Chinese Prescription Kangen-karyu and Salviae Miltiorrhizae Radix Improve Age-Related Oxidative Stress and Inflammatory Response through the PI3K/Akt or MAPK Pathways

This study examined whether Kangen-karyu and its crude drug, Salviae Miltiorrhizae Radix, have a reno-protective effect on the age-related oxidative stress and inflammatory response through the phosphoinositide 3-kinase (PI3K)/Akt or mitogen-activated protein kinase (MAPK) pathways in aged rats. Kangen-karyu or Salviae Miltiorrhizae Radix (20 mg/kg body weight/day) was administered orally to old groups of rats for 16 days, and their effects were compared with the vehicle-treated old and young rats. The administration of Kangen-karyu caused a slight decrease in the serum glucose level and a significant decrease in the serum insulin level in the old rats. The increased levels of serum renal functional parameter (urea-nitrogen) and oxidative parameter were significantly reduced by both Kangen-karyu and Salviae Miltiorrhizae Radix. The old rats exhibited a dysregulation of the protein expression related to insulin resistance, oxidative stress, and inflammation in the kidneys, but Kangen-karyu administration significantly reduced the expression of the inflammatory proteins through the PI3K/Akt pathway.
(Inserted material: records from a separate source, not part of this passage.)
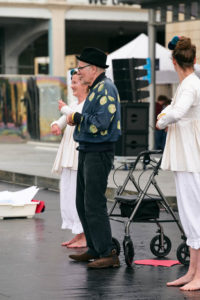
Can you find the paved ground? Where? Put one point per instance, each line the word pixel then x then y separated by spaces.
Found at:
pixel 35 267
pixel 35 158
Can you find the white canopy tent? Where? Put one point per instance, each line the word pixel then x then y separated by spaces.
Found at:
pixel 138 48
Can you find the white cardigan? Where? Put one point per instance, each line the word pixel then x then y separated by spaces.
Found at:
pixel 182 117
pixel 67 155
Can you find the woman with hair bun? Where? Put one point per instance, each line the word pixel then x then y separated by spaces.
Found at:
pixel 182 152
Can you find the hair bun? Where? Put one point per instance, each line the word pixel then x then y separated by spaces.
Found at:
pixel 184 43
pixel 173 42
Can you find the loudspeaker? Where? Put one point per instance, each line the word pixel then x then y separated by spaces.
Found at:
pixel 135 123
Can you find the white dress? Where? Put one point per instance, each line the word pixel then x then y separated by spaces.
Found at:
pixel 66 164
pixel 182 153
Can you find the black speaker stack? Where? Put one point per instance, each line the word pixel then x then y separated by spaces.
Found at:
pixel 134 114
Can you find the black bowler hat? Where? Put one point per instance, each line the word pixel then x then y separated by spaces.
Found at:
pixel 94 57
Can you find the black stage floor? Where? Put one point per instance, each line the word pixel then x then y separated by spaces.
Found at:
pixel 34 266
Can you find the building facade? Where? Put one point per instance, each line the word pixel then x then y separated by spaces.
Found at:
pixel 56 28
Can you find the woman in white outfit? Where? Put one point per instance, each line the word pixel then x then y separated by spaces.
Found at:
pixel 182 152
pixel 66 164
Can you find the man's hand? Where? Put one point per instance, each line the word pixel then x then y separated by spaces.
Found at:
pixel 55 129
pixel 61 104
pixel 70 120
pixel 157 126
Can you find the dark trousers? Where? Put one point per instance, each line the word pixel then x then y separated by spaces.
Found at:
pixel 91 203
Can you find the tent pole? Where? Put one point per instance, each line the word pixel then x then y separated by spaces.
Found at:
pixel 151 34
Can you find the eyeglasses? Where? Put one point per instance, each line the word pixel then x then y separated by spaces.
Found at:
pixel 80 68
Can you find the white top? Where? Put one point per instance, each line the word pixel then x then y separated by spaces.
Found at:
pixel 67 155
pixel 182 117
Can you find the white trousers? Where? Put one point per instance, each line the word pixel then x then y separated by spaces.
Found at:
pixel 188 200
pixel 70 219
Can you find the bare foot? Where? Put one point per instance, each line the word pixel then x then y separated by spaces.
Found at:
pixel 80 243
pixel 181 281
pixel 193 285
pixel 76 238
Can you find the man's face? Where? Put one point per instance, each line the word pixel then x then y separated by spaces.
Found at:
pixel 85 72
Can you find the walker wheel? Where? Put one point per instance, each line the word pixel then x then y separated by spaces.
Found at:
pixel 116 245
pixel 156 246
pixel 183 254
pixel 128 251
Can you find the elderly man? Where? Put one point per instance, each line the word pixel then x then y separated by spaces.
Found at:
pixel 97 130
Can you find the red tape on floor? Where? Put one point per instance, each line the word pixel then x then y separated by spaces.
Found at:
pixel 157 262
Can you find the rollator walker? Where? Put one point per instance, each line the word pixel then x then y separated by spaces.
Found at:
pixel 143 207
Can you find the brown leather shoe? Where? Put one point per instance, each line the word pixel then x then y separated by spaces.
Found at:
pixel 82 257
pixel 106 262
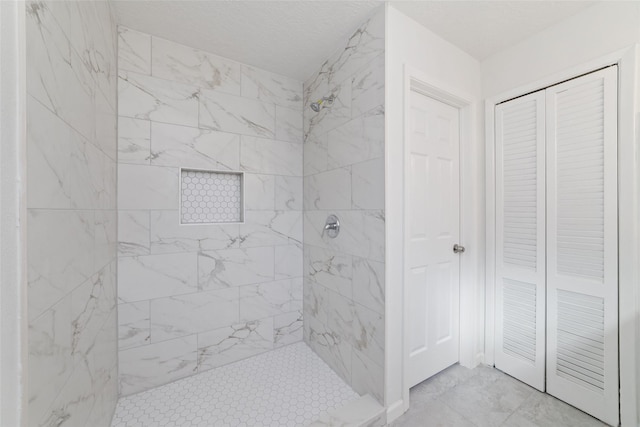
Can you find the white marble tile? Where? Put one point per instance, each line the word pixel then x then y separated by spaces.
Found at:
pixel 235 267
pixel 267 299
pixel 433 414
pixel 315 154
pixel 367 336
pixel 73 401
pixel 100 53
pixel 229 113
pixel 270 156
pixel 176 62
pixel 544 410
pixel 297 294
pixel 133 233
pixel 259 192
pixel 334 350
pixel 106 127
pixel 103 356
pixel 328 190
pixel 266 228
pixel 134 51
pixel 487 398
pixel 288 191
pixel 57 264
pixel 366 43
pixel 168 235
pixel 65 171
pixel 91 305
pixel 358 140
pixel 361 233
pixel 134 141
pixel 332 115
pixel 292 384
pixel 315 303
pixel 156 276
pixel 368 283
pixel 273 88
pixel 330 269
pixel 182 146
pixel 198 312
pixel 50 364
pixel 147 187
pixel 133 324
pixel 367 184
pixel 56 74
pixel 289 124
pixel 313 224
pixel 149 366
pixel 367 87
pixel 288 261
pixel 150 98
pixel 104 252
pixel 232 343
pixel 362 412
pixel 106 401
pixel 287 328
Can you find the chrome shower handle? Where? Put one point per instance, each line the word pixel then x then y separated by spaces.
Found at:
pixel 331 226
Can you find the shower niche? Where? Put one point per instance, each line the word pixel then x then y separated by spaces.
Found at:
pixel 211 197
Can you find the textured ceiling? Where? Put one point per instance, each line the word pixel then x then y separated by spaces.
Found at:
pixel 294 37
pixel 291 38
pixel 482 28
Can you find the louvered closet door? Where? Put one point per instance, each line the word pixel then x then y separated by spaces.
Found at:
pixel 520 239
pixel 582 258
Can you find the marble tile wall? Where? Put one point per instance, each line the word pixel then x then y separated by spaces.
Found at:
pixel 344 175
pixel 195 297
pixel 71 203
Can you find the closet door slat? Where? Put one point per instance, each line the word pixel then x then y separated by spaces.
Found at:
pixel 582 266
pixel 520 257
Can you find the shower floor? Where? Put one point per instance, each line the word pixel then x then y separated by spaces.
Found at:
pixel 290 386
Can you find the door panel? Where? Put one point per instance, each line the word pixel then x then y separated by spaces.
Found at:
pixel 432 206
pixel 520 239
pixel 582 256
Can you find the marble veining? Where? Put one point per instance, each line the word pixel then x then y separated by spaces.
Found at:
pixel 134 51
pixel 175 62
pixel 344 174
pixel 195 297
pixel 71 143
pixel 289 386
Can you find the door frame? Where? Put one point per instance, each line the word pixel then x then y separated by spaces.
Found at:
pixel 416 80
pixel 628 210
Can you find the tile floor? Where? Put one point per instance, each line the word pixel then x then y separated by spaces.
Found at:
pixel 290 386
pixel 461 397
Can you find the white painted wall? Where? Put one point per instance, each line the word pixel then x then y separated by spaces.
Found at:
pixel 607 29
pixel 592 33
pixel 12 271
pixel 410 44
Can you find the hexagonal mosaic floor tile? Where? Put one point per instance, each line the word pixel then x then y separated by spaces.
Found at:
pixel 290 386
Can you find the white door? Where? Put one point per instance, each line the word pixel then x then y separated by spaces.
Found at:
pixel 520 239
pixel 582 243
pixel 432 209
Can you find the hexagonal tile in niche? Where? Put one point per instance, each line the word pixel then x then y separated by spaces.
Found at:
pixel 211 197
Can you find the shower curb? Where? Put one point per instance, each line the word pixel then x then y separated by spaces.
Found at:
pixel 362 412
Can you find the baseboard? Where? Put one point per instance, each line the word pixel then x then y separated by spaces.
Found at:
pixel 395 410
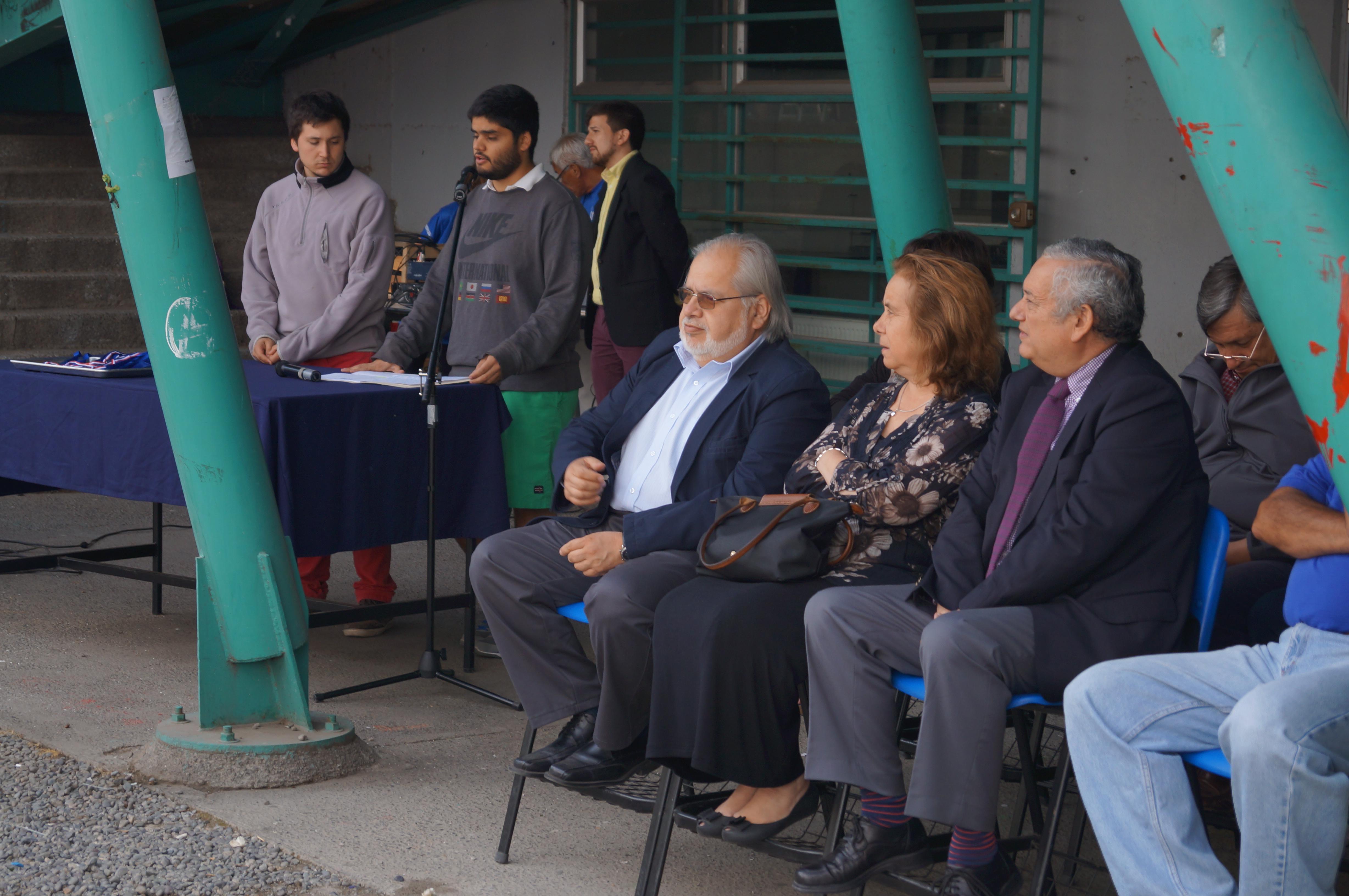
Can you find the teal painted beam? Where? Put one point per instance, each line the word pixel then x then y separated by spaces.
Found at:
pixel 895 118
pixel 27 26
pixel 253 627
pixel 1265 133
pixel 278 38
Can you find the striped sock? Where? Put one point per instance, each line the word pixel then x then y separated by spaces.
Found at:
pixel 884 811
pixel 972 849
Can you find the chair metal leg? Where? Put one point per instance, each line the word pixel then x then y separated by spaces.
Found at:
pixel 517 790
pixel 659 836
pixel 1045 849
pixel 835 829
pixel 1030 778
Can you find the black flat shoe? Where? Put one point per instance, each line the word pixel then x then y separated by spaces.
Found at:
pixel 871 851
pixel 743 832
pixel 574 736
pixel 999 878
pixel 712 824
pixel 597 767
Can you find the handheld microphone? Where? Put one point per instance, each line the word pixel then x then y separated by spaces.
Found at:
pixel 286 369
pixel 466 177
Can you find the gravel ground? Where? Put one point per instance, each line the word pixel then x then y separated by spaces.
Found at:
pixel 69 828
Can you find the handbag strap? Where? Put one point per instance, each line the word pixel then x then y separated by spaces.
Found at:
pixel 745 506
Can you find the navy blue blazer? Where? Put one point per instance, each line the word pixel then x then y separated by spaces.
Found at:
pixel 1108 546
pixel 761 422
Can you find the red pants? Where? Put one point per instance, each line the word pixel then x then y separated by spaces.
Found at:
pixel 374 582
pixel 609 362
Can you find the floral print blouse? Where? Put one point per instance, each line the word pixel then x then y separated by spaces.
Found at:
pixel 906 484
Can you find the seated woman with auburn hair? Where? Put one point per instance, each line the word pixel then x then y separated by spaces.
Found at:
pixel 730 656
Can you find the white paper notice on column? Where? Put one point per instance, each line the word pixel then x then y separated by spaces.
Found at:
pixel 177 153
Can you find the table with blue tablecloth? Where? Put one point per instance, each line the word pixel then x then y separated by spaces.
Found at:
pixel 347 461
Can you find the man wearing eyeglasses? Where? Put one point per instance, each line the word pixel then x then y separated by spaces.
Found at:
pixel 1250 431
pixel 720 407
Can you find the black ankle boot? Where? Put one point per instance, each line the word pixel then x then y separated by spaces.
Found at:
pixel 869 851
pixel 999 878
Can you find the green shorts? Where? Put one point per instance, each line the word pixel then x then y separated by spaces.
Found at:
pixel 537 419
On the other hand, the Salviae Miltiorrhizae Radix-treated old rats showed a decrease in the inflammatory cytokines through the MAPK pathway. These results provide important evidence that Kangen-karyu and Salviae Miltiorrhizae Radix have a pleiotropic effect on the PI3K/Akt and MAPK pathways, showing renoprotective effects against the development of inflammation in old rats. This study provides scientific evidence that Kangen-karyu and Salviae Miltiorrhizae Radix improve the inflammatory responses via the PI3K/Akt or MAPK pathways in the kidney of old rats.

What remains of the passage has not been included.